Singularly perturbed forward-backward stochastic differential equations: application to the optimal control of bilinear systems

TL;DR

This paper demonstrates that for bilinear stochastic control systems with slow and fast dynamics, the optimal control and cost can be approximated by reduced models using homogenization and FBSDEs, simplifying computations.

Contribution

It introduces a method to approximate the optimal control of complex bilinear systems via reduced order models using homogenization and FBSDEs, validated by numerical examples.

Findings

Optimal cost converges to an effective cost in the time scale limit.

Reduced order stochastic control approximates full system control effectively.

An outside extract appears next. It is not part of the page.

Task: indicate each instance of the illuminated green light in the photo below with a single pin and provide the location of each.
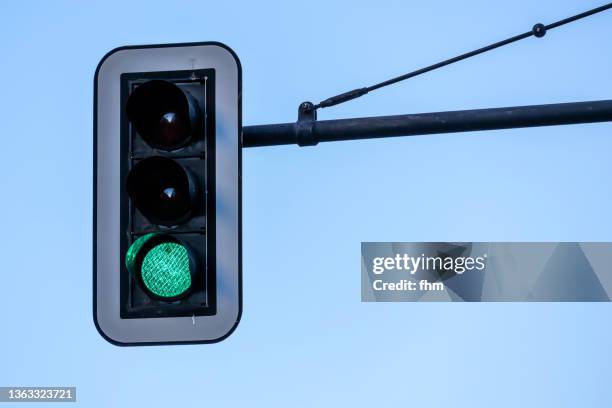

FBSDEs can be efficiently solved using least squares Monte Carlo methods.

Abstract

We study linear-quadratic stochastic optimal control problems with bilinear state dependence for which the underlying stochastic differential equation (SDE) consists of slow and fast degrees of freedom. We show that, in the same way in which the underlying dynamics can be well approximated by a reduced order effective dynamics in the time scale limit (using classical homogenziation results), the associated optimal expected cost converges in the time scale limit to an effective optimal cost. This entails that we can well approximate the stochastic optimal control for the whole system by the reduced order stochastic optimal control, which is clearly easier to solve because of lower dimensionality. The approach uses an equivalent formulation of the Hamilton-Jacobi-Bellman (HJB) equation, in terms of forward-backward SDEs (FBSDEs). We exploit the efficient solvability of FBSDEs via a least squares Monte Carlo algorithm and show its applicability by a suitable numerical example.